Sitiado
Nazaré
No topo da falésia da Nazaré, o Sitiado serve polvo frito crocante e atum selado com vista panorâmica sobre a praia. Um bar de tapas no bairro do Sítio que justifica a subida de funicular.
O Sítio da Nazaré é o tipo de bairro onde os turistas chegam para ver o miradouro, tiram três fotografias e descem de funicular. Um erro. É precisamente aqui em cima, longe da confusão da praia, que se encontra uma das melhores mesas de petiscos da costa. O Sitiado ocupa um espaço na Rua Amadeu Gaudêncio 2, com uma varanda que dá directamente para a baía, e quando dizemos "dá para a baía", não estamos a falar de um vislumbre entre prédios. Estamos a falar de uma panorâmica completa sobre a Praia da Nazaré, daquelas que fazem parar a conversa a meio.
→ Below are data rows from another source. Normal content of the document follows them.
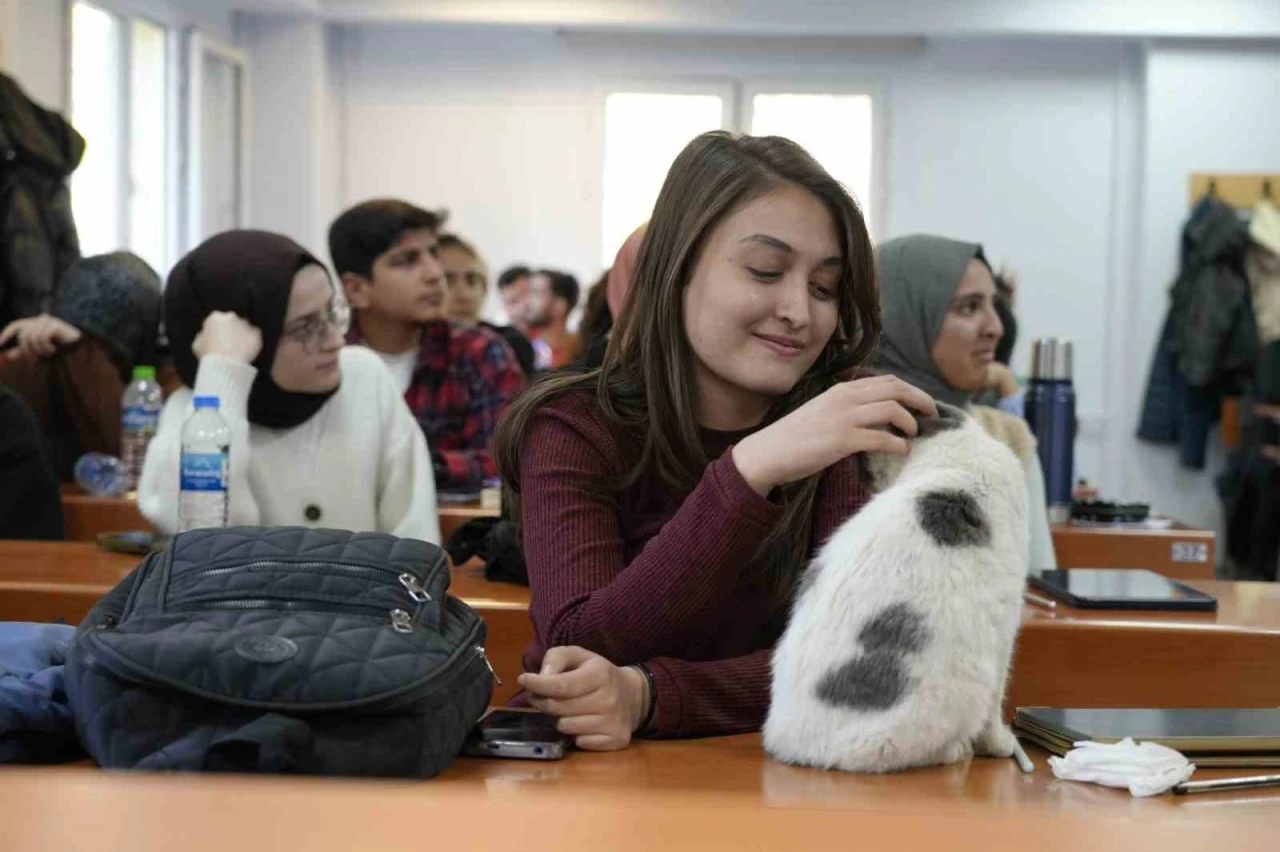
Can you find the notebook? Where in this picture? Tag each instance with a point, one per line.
(1208, 737)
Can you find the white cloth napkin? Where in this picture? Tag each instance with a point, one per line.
(1146, 768)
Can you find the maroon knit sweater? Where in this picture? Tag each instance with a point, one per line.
(656, 576)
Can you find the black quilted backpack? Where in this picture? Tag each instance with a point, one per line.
(282, 650)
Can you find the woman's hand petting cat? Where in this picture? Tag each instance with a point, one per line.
(850, 417)
(39, 337)
(597, 702)
(228, 335)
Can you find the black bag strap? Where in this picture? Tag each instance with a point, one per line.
(497, 543)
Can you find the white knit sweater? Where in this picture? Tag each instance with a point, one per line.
(361, 461)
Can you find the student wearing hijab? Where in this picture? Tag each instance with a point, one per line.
(320, 435)
(31, 504)
(941, 335)
(72, 366)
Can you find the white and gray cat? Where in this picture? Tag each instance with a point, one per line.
(899, 645)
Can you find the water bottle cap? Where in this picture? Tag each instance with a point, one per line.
(1051, 360)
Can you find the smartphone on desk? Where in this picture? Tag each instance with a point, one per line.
(508, 732)
(133, 541)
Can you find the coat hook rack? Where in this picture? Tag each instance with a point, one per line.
(1238, 189)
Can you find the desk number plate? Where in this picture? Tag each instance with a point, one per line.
(1189, 552)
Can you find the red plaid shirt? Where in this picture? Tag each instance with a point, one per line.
(462, 383)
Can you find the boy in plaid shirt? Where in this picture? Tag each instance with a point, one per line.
(456, 380)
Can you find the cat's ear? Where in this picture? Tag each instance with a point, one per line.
(949, 417)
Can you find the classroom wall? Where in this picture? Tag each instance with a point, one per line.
(31, 50)
(1011, 143)
(1210, 106)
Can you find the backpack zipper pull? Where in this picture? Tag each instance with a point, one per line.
(402, 622)
(488, 664)
(415, 589)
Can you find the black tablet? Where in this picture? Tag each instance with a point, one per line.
(1119, 589)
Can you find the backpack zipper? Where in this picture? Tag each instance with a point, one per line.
(411, 583)
(488, 663)
(401, 621)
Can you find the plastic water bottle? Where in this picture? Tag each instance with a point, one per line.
(140, 415)
(205, 467)
(100, 475)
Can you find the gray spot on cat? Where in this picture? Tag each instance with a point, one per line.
(952, 518)
(873, 682)
(896, 630)
(949, 417)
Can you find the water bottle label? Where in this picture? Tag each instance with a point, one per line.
(140, 418)
(204, 471)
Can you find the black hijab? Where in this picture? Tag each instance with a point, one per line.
(248, 273)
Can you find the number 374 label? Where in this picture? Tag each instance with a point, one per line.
(1189, 552)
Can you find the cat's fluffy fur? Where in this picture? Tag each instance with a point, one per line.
(897, 649)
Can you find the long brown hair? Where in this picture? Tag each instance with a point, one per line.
(647, 380)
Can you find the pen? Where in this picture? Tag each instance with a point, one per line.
(1040, 600)
(1226, 783)
(1019, 755)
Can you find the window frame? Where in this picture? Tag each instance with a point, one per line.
(737, 94)
(126, 12)
(720, 87)
(872, 88)
(197, 45)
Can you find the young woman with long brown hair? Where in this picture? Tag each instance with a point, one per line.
(671, 498)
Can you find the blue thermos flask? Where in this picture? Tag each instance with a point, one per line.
(1050, 412)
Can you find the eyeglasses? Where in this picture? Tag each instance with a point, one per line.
(311, 331)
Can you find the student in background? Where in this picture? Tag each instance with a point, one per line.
(467, 282)
(320, 435)
(620, 274)
(552, 297)
(671, 498)
(72, 366)
(597, 323)
(1002, 386)
(513, 292)
(941, 334)
(457, 381)
(31, 502)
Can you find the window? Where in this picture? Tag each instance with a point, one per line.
(643, 133)
(147, 142)
(836, 129)
(215, 133)
(120, 195)
(645, 129)
(96, 113)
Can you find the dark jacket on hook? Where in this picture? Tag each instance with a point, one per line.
(39, 150)
(1208, 344)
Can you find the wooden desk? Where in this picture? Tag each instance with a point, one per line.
(1134, 659)
(694, 795)
(86, 516)
(1065, 656)
(1183, 552)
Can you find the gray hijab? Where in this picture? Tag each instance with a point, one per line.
(117, 298)
(919, 275)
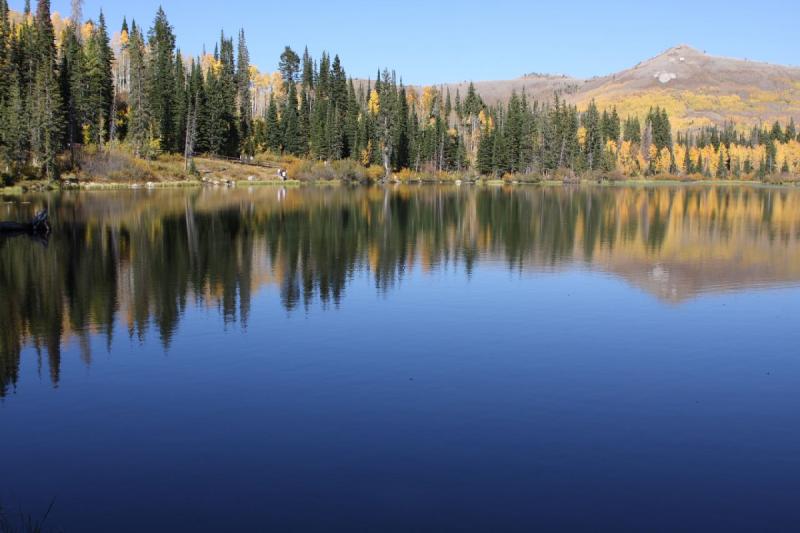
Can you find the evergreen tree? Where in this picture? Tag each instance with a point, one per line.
(244, 100)
(45, 105)
(139, 125)
(593, 143)
(273, 127)
(161, 82)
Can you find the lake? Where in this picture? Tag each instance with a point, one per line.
(404, 359)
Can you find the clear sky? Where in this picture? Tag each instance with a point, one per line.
(429, 42)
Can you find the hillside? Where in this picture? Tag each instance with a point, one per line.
(696, 88)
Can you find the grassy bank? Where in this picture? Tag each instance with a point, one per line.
(119, 169)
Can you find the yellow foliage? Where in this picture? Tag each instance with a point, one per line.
(374, 105)
(86, 30)
(429, 96)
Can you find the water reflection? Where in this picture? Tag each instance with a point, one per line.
(140, 258)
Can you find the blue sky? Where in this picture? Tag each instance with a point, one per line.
(430, 42)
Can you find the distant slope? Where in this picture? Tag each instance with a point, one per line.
(697, 89)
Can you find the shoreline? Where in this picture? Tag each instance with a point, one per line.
(97, 186)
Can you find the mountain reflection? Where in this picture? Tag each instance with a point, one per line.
(139, 258)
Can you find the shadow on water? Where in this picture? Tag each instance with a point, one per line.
(139, 258)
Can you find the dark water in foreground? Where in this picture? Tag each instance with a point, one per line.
(409, 359)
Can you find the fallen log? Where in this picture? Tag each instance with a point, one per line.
(37, 226)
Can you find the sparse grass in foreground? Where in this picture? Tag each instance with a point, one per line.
(24, 523)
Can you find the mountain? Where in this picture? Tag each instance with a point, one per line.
(697, 89)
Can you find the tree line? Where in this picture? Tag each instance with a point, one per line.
(59, 93)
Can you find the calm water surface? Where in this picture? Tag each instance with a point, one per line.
(404, 359)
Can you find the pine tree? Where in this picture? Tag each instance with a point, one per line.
(290, 124)
(105, 73)
(181, 114)
(45, 105)
(139, 126)
(243, 82)
(593, 144)
(161, 81)
(274, 133)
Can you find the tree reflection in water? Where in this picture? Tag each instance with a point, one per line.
(140, 258)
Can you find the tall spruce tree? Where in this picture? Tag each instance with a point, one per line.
(244, 99)
(45, 105)
(161, 81)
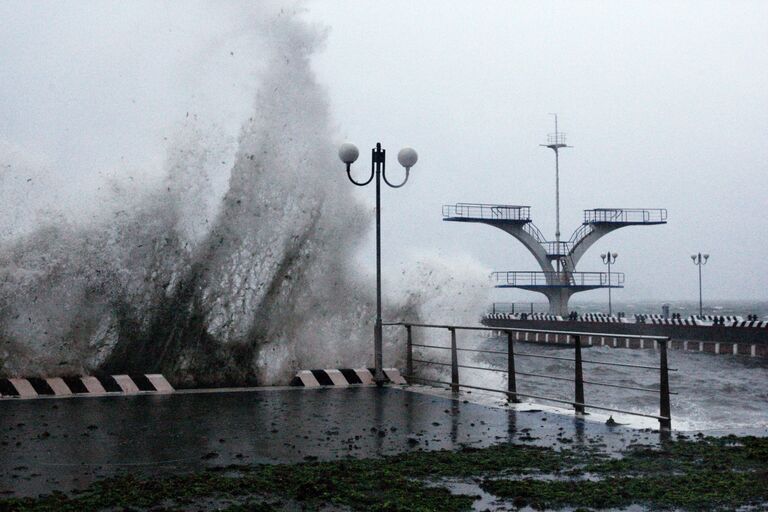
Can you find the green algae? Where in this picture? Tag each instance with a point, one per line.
(708, 474)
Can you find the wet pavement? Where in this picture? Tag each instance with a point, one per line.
(64, 444)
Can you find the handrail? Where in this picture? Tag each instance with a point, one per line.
(539, 278)
(579, 403)
(487, 211)
(518, 329)
(591, 406)
(630, 215)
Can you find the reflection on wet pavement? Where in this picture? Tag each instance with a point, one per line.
(67, 443)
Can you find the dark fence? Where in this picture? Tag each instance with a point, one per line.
(664, 417)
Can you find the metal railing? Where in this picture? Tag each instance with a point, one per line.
(487, 211)
(664, 417)
(633, 215)
(518, 307)
(538, 278)
(558, 248)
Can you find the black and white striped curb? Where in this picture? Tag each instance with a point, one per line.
(343, 377)
(82, 386)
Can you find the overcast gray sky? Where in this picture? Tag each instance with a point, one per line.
(664, 103)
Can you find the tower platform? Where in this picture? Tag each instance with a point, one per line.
(558, 279)
(575, 281)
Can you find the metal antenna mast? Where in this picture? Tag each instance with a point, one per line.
(555, 141)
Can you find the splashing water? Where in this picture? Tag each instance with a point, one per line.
(240, 289)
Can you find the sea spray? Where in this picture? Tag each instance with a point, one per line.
(242, 286)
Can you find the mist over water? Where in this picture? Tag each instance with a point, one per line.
(209, 287)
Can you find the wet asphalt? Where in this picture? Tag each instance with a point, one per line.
(65, 444)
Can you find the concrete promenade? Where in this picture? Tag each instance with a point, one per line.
(65, 444)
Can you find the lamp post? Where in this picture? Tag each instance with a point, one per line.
(407, 157)
(609, 259)
(699, 260)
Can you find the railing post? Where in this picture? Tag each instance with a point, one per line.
(454, 362)
(579, 377)
(409, 352)
(664, 406)
(511, 381)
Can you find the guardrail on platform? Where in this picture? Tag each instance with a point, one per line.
(629, 215)
(487, 211)
(664, 417)
(539, 278)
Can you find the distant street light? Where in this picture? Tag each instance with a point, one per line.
(609, 259)
(407, 157)
(700, 260)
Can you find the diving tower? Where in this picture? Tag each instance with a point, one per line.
(558, 279)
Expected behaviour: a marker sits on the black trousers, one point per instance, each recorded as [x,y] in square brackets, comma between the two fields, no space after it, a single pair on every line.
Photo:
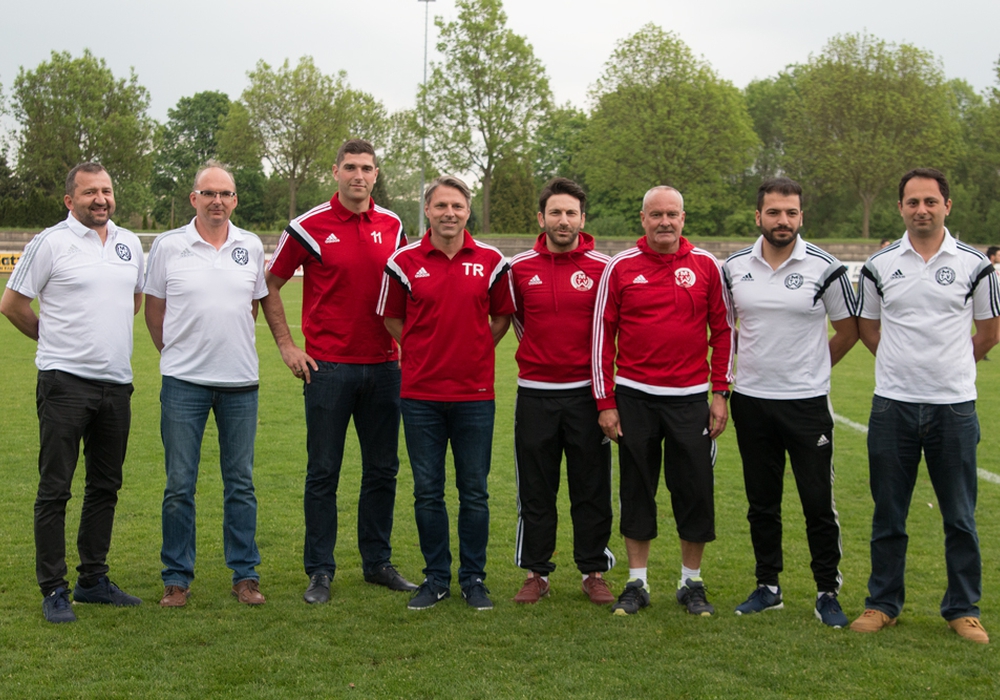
[547,424]
[71,409]
[765,430]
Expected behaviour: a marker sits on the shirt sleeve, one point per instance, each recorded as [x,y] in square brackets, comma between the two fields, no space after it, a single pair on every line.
[156,272]
[603,343]
[986,294]
[33,268]
[837,293]
[502,292]
[287,257]
[869,304]
[720,324]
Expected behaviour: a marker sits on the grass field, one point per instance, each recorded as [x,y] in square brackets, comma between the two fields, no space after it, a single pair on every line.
[365,643]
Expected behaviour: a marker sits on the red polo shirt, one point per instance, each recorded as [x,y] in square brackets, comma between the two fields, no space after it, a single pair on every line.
[342,255]
[446,305]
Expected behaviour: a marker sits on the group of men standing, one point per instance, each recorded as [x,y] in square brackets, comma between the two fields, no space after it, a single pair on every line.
[638,349]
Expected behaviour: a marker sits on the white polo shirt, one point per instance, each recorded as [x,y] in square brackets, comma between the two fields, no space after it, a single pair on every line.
[783,348]
[927,309]
[86,302]
[208,331]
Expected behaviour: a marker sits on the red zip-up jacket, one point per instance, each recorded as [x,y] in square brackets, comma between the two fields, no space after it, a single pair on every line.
[555,295]
[656,318]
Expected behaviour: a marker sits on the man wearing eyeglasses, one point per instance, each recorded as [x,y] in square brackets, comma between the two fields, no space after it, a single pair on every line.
[203,285]
[350,365]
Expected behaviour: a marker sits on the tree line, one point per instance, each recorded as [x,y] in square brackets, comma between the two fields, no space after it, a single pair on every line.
[846,123]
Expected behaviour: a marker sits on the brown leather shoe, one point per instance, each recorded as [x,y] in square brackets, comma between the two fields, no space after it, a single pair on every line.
[534,589]
[174,597]
[872,621]
[248,592]
[970,628]
[597,590]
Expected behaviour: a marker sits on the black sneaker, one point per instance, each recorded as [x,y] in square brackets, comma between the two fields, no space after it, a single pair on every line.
[104,592]
[56,606]
[692,593]
[390,578]
[633,598]
[428,595]
[319,589]
[476,594]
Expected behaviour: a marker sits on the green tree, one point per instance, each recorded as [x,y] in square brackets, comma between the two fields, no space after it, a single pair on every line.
[487,95]
[296,118]
[186,142]
[74,109]
[557,144]
[663,117]
[515,198]
[865,112]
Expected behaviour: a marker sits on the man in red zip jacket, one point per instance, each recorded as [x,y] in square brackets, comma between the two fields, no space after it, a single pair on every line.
[555,287]
[653,306]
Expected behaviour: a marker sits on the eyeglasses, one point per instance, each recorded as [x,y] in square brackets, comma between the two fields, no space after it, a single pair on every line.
[212,194]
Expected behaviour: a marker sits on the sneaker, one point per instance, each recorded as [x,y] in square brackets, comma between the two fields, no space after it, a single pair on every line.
[760,600]
[104,592]
[428,595]
[970,628]
[872,621]
[597,590]
[476,594]
[56,606]
[632,600]
[692,593]
[390,578]
[828,611]
[318,590]
[534,589]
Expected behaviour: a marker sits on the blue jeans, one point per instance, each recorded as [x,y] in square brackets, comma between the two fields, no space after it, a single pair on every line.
[948,435]
[468,425]
[370,393]
[184,411]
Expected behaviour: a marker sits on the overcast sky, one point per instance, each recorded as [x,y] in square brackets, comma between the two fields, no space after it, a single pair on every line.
[181,47]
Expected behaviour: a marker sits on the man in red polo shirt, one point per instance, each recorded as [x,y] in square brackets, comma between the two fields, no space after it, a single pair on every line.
[555,287]
[350,365]
[661,308]
[448,299]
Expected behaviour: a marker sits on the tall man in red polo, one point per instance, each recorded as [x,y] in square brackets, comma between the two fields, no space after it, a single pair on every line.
[661,307]
[350,365]
[447,299]
[555,287]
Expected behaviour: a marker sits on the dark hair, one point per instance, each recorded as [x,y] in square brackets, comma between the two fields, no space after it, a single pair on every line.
[356,147]
[782,185]
[81,168]
[929,174]
[562,185]
[448,181]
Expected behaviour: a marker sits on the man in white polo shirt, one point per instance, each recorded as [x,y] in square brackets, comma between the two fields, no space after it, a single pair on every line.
[202,290]
[87,275]
[918,298]
[782,291]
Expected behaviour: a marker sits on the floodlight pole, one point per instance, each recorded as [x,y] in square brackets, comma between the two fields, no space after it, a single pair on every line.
[423,135]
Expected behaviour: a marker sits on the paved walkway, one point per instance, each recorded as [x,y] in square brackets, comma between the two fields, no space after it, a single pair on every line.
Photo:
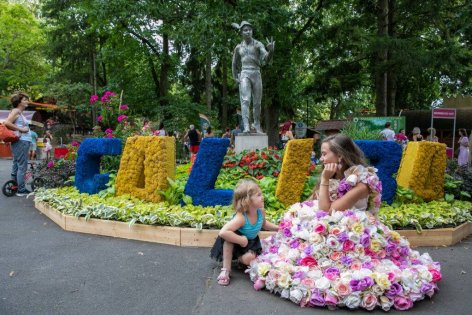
[45,270]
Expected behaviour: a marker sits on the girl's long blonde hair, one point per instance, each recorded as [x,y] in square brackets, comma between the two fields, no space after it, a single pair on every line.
[344,147]
[245,189]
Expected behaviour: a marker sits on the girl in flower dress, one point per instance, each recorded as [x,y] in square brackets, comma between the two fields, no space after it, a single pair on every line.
[238,238]
[332,250]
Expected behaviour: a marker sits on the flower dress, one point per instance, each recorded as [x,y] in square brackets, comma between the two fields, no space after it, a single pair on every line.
[344,259]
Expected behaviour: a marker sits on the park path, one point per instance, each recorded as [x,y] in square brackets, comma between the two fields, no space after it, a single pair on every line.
[45,270]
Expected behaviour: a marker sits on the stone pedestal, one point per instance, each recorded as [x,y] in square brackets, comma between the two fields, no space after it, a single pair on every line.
[250,142]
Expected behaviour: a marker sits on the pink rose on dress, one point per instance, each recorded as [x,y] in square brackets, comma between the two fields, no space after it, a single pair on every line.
[259,284]
[348,246]
[436,275]
[93,99]
[343,289]
[330,299]
[369,302]
[336,256]
[402,303]
[308,282]
[309,261]
[320,228]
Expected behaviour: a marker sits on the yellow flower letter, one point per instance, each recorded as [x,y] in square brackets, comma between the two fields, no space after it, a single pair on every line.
[422,169]
[294,170]
[146,163]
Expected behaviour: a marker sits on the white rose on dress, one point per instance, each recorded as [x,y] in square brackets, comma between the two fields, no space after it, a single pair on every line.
[352,301]
[296,295]
[322,284]
[284,280]
[352,180]
[285,294]
[345,276]
[385,303]
[303,234]
[315,274]
[293,254]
O Sitiado define-se como restaurante e bar de tapas, mas na prática funciona como uma taberna moderna com ambição. O conceito é simples e bem executado: petiscos tradicionais portugueses com toques contemporâneos, servidos sem cerimónia mas com cuidado. O polvo frito e o atum selado são os pratos que mais saem, e saem por boas razões. O polvo chega crocante por fora e tenro por dentro, sem a borracha que assombra metade dos restaurantes da costa. O atum, se vier bem passado, peça para repetir e diga que o quer mal passado. Faz diferença.
Os preços situam-se no escalão médio (€€), o que para a zona do Sítio é razoável. Não é a tasca onde se almoça por sete euros, mas também não é o restaurante de hotel que cobra trinta por uma dourada sem graça. Está no sítio certo, perdoe-se o trocadilho, entre qualidade e acessibilidade.
Para quem não conhece a Nazaré, o Sítio é o bairro que fica no topo da falésia, separado da vila baixa por um funicular que funciona desde 1889. É aqui que está o Forte de São Miguel Arcanjo, de onde se observam as ondas gigantes do Canhão da Nazaré durante o inverno. Fora da época das ondas, o Sítio mantém um ritmo próprio: mais calmo, mais residencial, com a Igreja da Nossa Senhora da Nazaré a dominar a praça principal.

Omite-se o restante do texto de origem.